True, with the caveat "for this particular program".

botster

  • New Member
  • *
  • Posts: 18
Re: Pascal performance on polynomial benchmark slower than expected
« Reply #25 on: October 16, 2014, 12:15:20 am »
[True, with the caveat "for this particular program".

Right. I forgot about that part  ;-)

Thank you for the information and clarifications.

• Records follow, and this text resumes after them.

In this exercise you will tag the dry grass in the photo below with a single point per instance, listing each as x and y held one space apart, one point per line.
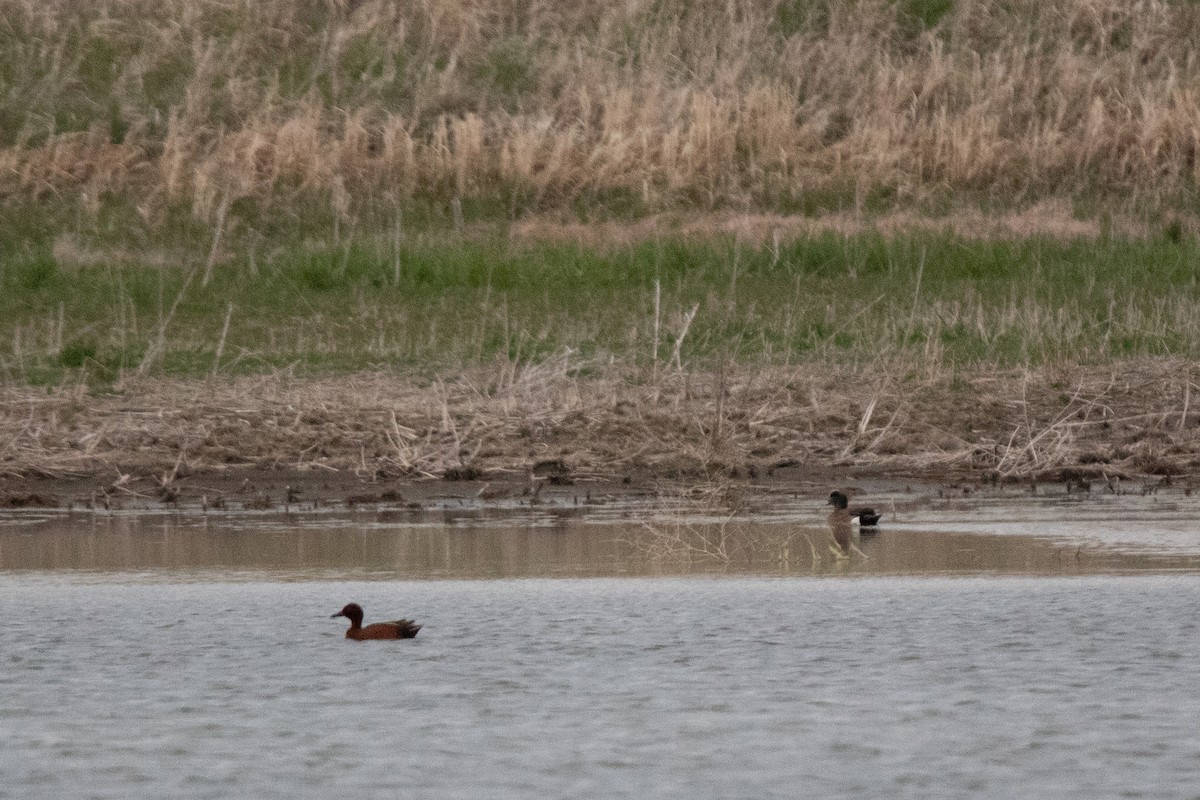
364 106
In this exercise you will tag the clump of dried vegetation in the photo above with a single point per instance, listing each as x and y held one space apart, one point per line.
748 427
353 113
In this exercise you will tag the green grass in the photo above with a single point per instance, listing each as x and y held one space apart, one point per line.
933 299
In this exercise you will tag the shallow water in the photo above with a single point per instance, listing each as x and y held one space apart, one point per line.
183 657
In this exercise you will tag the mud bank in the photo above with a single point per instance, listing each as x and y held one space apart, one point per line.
568 432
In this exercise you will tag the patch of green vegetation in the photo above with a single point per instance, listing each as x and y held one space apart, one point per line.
333 307
923 14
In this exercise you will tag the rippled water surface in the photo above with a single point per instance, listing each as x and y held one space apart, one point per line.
162 657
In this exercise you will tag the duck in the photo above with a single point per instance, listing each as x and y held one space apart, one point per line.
399 629
843 515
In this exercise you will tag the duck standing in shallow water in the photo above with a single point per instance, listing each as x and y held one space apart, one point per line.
843 515
400 629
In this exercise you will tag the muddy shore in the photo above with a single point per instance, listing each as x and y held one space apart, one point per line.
544 433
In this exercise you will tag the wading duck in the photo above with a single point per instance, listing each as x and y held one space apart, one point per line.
843 515
400 629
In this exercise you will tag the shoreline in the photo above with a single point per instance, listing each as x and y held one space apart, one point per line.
502 434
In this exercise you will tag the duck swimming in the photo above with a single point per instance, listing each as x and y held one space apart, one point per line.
400 629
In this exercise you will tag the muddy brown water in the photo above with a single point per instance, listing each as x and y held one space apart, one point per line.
1015 648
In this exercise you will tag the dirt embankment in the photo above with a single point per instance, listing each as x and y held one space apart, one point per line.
509 433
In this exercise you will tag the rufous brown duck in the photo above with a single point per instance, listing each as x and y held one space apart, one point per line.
399 629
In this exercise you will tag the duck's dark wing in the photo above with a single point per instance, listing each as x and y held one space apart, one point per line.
865 516
406 629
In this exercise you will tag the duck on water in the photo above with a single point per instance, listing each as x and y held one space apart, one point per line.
399 629
843 515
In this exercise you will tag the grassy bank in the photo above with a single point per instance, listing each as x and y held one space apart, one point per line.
927 300
130 122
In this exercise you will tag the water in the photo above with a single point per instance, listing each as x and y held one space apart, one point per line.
174 657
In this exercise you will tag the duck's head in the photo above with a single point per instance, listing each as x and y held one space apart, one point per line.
353 612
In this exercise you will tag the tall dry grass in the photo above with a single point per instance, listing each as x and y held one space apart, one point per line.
634 107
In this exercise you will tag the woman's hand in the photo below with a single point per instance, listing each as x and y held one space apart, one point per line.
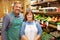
38 37
23 37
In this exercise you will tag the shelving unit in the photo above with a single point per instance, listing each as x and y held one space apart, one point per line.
43 4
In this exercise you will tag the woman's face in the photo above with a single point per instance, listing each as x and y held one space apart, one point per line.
29 16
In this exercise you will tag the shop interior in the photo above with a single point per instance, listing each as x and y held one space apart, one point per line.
46 12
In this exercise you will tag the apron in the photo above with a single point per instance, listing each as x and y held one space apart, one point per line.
31 31
14 30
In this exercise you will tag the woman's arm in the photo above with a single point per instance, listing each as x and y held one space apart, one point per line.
4 26
23 37
38 37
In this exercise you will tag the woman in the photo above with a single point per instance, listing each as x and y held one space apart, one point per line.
12 23
31 30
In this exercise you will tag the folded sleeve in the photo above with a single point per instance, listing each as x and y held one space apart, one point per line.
4 26
39 28
22 29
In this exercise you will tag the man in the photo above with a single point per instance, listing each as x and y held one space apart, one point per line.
12 23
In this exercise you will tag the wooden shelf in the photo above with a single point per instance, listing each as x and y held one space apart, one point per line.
53 26
42 3
48 13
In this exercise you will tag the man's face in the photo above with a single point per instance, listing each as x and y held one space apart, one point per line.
17 8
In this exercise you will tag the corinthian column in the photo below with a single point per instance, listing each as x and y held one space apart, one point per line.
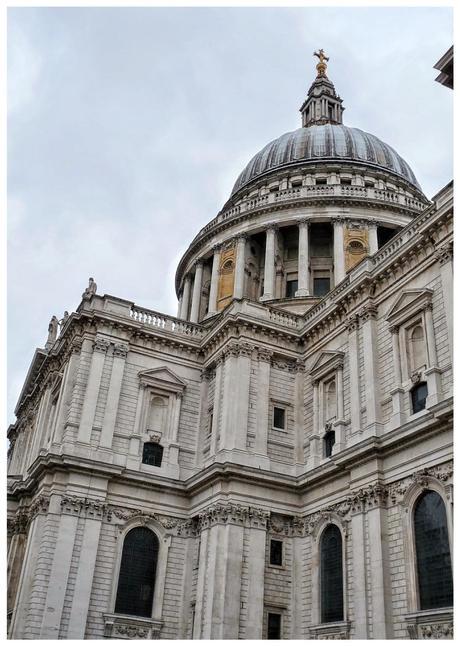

And I thank everyone for their assistance. You have all been very helpful.  :)
« Last Edit: October 16, 2014, 12:18:42 am by botster »
Lee

DelphiFreak

  • Full Member
  • ***
  • Posts: 246
    • Fresh sound.
Re: [SOLVED] Pascal performance on polynomial benchmark slower than expected
« Reply #26 on: October 17, 2014, 08:10:18 am »
Summary
"""""""""""""
You started with:

real    0m38.576s
user    0m20.965s
sys     0m0.063s

and ended with:

real    0m8.789s
user    0m8.046s
sys     0m0.003s

by changing some compiler options.

World is ok again :-) FPC is faster than Gambas.

Sam



Linux Mint 19.1, Lazarus 2.0, Windows 7&10, Delphi 7, Delphi 10.3 Rio

botster

  • New Member
  • *
  • Posts: 18
Re: [SOLVED] Pascal performance on polynomial benchmark slower than expected
« Reply #27 on: October 17, 2014, 09:22:08 am »
Summary
"""""""""""""
You started with:

real    0m38.576s
user    0m20.965s
sys     0m0.063s

and ended with:

real    0m8.789s
user    0m8.046s
sys     0m0.003s

by changing some compiler options.

World is ok again :-) FPC is faster than Gambas.

Sam

No, Sam, sorry. I started with real: 0m38.576s and got to real: 15.333s by closing my web browser when I ran the tests :-[. I got from 0m15.333s to 0m8.789s by changing some compiler options.

But not to worry, FPC is still faster than Gambas ;-)  (But not by much! :P )

 :-X
« Last Edit: October 17, 2014, 09:38:42 am by botster »
Lee

Jonas Maebe

  • Hero Member
  • *****
  • Posts: 670
Re: [SOLVED] Pascal performance on polynomial benchmark slower than expected
« Reply #28 on: October 17, 2014, 09:41:47 am »
But not to worry, FPC is still faster than Gambas ;-)  (But not by much! :P )

That's to be expected on a program like this, if Gambas uses a good Just-in-Time compiler (which apparently it does). A program containing a single tight loop is the ideal case for Just-in-Time compilers, as you only have a little overhead (compiling a single code fragment once, or maybe twice in case you use incremental optimization) compared to the number of times the code is executed. If you have similar code that can be optimised better in the presence of profiling information, the JiT version can even easily outperform static compilation.